*Note: This essay was published in the Colorado Springs Gazette print edition on June 6, 2018. It can also be found online here.
I often looked up at the enormous World War I-era “doughboy” statute in Memorial Park, Manitou Springs, and wondered about who was immortalized with so much bronze atop so much granite.
But there was no sign nearby. Nothing to explain who he was. And so I did what we all do: I turned to the internet and searched “statue Memorial Park Manitou Springs.” A bunch of tourism websites popped up, none of which explained the mystery of the anonymous hero.
So I asked around, and learned at the Manitou Springs Heritage Center that the statue was dedicated to a boy who went by “Eber” from Manitou – Marine Corps Private George Eber Duclo – who was killed fighting in World War I at Belleau Wood, France, on June 15, 1918. The local American Legion post was named for him and was (mostly) responsible for raising his statue on a rainy Memorial Day in 1924.
Because what was available online was depressingly limited, and I wanted to know more, I started to dig. I spoke with local historians who helped me locate his high school grades and the box scores from his games with the Manitou Springs High School baseball team.
From there, I got digital. But not on the open web. I accessed online genealogy websites using my Pikes Peak Library District account, which got me Eber’s entire family tree, when they were born and where they came from. I then used the “Pikes Peak NewsFinder” service, where several volunteers with the Library’s Special Collections Division helped me find dozens of news stories from Eber’s life and era, including a footrace he won and a sweet sixteen birthday party he went to, both in 1911.
In a real sense, without the library, librarians, and other parts of the informal network of people that help to catalog and memorialize our region’s events – I never would have gotten to know Eber Duclo. And what I learned, I shared in a series of five articles in the local Pikes Peak Bulletin leading up to this year’s Memorial Day. I also wrote about the experience in a May 24 Wall Street Journal column.
I learned that without libraries, we have no past. Some history is simply not Google-able.
Which is why it’s truly a tragedy to read that former Colorado Springs City Councilman Tim Leigh wants to “roll back” the Pikes Peak Library District’s budget, as he said in a Gazette editorial this past March. Leigh intends to use a ballot measure this November to cut the Library’s funding.
Let’s set aside that, dollar-for-dollar and book-for-book, the PPLD punches well above its weight. It’s already 30 to 40 percent more efficient than comparable Colorado library systems like those in Pueblo, Denver, and Douglas County, according to the PPLD’s chief librarian.
Let’s look instead to value. In the digital age and the modern information economy, libraries build our future. Every year, when the dreaded the “summer slump” shows up – the annual fall-off in school kid learning due to our canyon-sized summer break – libraries step in to keep our kids engaged (as with the PPLD’s “Summer Adventure” Program, in which my two young daughters are now taking part).
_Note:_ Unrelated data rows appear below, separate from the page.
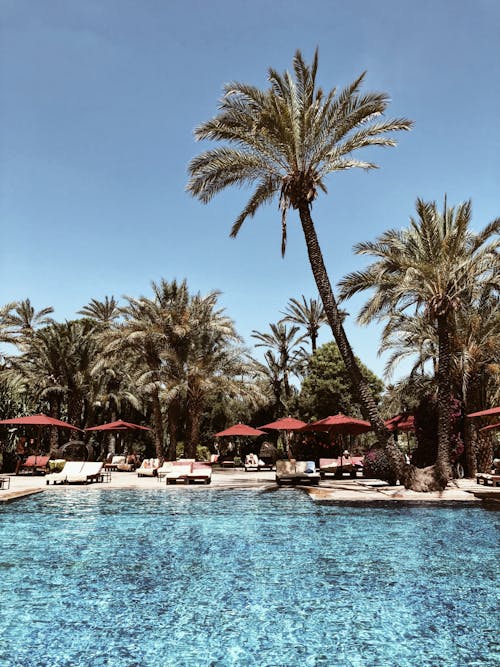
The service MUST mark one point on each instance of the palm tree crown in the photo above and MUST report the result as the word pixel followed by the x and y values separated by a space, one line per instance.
pixel 288 138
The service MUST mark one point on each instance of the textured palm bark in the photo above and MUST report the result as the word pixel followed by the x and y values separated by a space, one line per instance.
pixel 443 465
pixel 158 425
pixel 360 385
pixel 470 446
pixel 194 411
pixel 484 450
pixel 173 425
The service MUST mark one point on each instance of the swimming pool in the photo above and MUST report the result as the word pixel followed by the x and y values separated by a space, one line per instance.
pixel 201 577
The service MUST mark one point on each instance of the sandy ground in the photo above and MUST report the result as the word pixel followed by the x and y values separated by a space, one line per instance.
pixel 346 490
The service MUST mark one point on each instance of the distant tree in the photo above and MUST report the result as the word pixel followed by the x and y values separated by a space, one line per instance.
pixel 22 319
pixel 327 389
pixel 105 312
pixel 429 268
pixel 308 314
pixel 285 341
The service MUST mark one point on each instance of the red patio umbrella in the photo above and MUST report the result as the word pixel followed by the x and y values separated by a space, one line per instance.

Not limited to legs-up for little minds, libraries also have a critical role in the community building that’s our economic future’s foundation. As James and Deborah Fallows described in their recent book, “Our Towns,” in which they traveled over 100,000 miles across America to small towns and medium-sized cities in search of post-recession success stories – they found that core to the most powerful, positive, and prosperous cities was strong civic institutions like the public library.
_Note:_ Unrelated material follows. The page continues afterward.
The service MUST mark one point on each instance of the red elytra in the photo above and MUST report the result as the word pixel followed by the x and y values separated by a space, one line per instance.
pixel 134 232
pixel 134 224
That’s because libraries and librarians are the keepers of our stories, both real (like Eber’s) and imagined. And there is no future in a place without a story.
With this much at stake, as The Gazette’s Editorial Board recently suggested, there ought to be a substantive civic conversation on this issue. So let’s really do this one right. If former Councilman Leigh, or anyone like-minded is willing, I’ll happily agree to a public debate prior to the November vote. Anytime.
But be warned: Eber’s memory will be coming with me. And Marines never quit. Just ask the Kaiser.